Journal Paper/Review - May 1, 2004

Units
PubMed
Doi

Citation
Seeger H, Huober J, Wallwiener D, Mueck A. Inhibition of human breast cancer cell proliferation with estradiol metabolites is as effective as with tamoxifen. Hormone and metabolic research = Hormon- und Stoffwechselforschung = Hormones et métabolisme 2004; 36:277-80.
Type
Journal Paper/Review (English)
Journal
Hormone and metabolic research = Hormon- und Stoffwechselforschung = Hormones et métabolisme 2004; 36
Publication Date
May 1, 2004
Issn Print
0018-5043
Pages
277-80
Brief description/objective

The anti-estrogenic substance tamoxifen is effective in the adjuvant therapy applied in human breast cancer. Since it partly exhibits estrogenic activity and has serious side-effects, however, pure anti-estrogenic compounds are being sought. In our experimental study, we compared the anti-proliferative effect of estradiol and 13 endogenous estradiol metabolites on human breast cancer cells with the effect of tamoxifen.

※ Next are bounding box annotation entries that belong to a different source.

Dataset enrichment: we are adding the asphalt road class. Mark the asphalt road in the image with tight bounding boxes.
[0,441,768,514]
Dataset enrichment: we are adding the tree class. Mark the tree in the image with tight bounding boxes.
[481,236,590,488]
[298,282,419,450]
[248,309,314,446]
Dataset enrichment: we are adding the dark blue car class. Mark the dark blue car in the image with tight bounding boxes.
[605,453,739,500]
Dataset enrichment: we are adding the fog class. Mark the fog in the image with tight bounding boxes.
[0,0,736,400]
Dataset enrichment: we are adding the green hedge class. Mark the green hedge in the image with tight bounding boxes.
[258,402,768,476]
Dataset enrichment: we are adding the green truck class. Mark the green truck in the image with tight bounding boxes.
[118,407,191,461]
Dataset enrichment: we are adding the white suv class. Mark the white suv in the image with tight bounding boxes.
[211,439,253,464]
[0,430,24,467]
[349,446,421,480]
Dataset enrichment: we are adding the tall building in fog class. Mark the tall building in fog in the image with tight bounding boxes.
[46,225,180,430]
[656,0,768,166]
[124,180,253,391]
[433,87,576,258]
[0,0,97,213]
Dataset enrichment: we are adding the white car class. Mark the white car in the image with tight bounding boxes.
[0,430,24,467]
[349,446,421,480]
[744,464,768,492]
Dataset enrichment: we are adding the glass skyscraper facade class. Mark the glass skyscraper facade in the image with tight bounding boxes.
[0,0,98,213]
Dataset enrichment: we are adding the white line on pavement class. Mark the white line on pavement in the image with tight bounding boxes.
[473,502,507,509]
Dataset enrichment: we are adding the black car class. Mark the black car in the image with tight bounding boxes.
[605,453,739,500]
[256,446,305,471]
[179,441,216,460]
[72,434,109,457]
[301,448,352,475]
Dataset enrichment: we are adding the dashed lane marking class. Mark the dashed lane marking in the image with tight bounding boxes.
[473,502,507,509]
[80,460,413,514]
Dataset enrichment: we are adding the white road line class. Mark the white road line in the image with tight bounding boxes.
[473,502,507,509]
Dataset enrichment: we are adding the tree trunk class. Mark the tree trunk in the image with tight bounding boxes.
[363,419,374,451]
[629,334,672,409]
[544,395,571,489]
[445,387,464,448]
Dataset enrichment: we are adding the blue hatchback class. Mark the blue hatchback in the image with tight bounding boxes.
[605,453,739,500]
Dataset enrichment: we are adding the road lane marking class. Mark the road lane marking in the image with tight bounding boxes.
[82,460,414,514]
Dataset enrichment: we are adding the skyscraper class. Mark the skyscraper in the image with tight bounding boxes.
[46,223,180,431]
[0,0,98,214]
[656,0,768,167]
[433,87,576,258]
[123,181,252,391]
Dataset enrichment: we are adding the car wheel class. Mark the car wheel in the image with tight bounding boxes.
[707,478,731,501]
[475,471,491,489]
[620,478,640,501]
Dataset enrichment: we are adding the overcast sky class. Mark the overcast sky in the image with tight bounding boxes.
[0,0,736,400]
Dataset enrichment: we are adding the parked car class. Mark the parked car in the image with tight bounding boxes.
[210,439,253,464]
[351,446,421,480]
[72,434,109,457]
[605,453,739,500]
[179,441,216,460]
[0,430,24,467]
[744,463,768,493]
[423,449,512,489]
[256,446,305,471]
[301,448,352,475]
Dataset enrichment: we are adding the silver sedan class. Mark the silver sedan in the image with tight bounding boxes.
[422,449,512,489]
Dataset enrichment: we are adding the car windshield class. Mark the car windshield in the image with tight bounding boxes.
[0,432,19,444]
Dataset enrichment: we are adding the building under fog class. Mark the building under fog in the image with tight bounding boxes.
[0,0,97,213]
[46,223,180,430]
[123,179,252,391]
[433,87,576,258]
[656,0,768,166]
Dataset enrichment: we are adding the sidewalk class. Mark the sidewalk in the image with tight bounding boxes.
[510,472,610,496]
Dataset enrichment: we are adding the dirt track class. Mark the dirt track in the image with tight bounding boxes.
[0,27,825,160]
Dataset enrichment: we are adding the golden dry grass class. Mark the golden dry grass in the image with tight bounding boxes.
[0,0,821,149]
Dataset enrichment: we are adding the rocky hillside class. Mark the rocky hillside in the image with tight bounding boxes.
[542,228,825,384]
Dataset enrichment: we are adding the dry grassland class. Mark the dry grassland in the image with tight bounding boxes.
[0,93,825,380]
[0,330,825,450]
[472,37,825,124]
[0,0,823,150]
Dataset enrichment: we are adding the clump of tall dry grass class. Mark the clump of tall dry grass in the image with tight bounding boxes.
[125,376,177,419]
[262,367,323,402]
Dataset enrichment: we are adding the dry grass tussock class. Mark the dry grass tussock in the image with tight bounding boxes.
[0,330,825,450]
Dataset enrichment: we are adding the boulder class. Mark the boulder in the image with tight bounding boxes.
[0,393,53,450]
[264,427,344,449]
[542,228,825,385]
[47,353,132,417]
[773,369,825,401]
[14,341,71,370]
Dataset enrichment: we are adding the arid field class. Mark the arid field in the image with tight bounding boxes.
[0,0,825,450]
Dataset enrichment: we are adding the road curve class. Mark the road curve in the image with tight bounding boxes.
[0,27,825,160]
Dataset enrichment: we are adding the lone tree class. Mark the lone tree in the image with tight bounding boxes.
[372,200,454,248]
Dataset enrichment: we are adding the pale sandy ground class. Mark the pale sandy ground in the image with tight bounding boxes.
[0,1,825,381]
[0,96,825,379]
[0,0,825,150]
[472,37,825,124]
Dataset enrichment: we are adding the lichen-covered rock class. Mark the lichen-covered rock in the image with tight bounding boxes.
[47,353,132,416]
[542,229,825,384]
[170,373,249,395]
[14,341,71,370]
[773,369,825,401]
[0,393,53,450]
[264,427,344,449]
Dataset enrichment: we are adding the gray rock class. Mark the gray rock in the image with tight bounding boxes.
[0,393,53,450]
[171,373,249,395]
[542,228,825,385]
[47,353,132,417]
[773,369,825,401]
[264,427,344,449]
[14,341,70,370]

We used MCF-7 and MDA-MB 231, the well-established estrogen receptor-positive and -negative cell lines. 4-hydroxytamoxifen, the active metabolite of tamoxifen, estradiol and 13 estradiol metabolites were tested in concentrations ranging from 3.1 to 100 microM. Incubation time was 4 days and cell proliferation was measured by means of the ATP chemosensitivity test. 4-hydroxytamoxifen showed an IC50 value of 27 microM and 18 microM in MCF-7 and MDA-MB 231 cells, respectively. Estradiol and its metabolites were anti-proliferative in both cell lines. A few A-ring metabolites were more effective in inhibiting cell proliferation than D-ring metabolites and the parent substance 17beta-estradiol. 4-OHE1, 2-MeOE1 and 2-MeOE2 were as effective in both cell lines as tamoxifen. For the first time it has been demonstrated that endogenous estradiol metabolites are equally anti-proliferative as tamoxifen in the context of human breast cancer cells. Since some of these metabolites exhibit no estrogenic activity, they are likely to be valuable in clinical studies of chemoprevention and adjuvant therapy of breast cancer.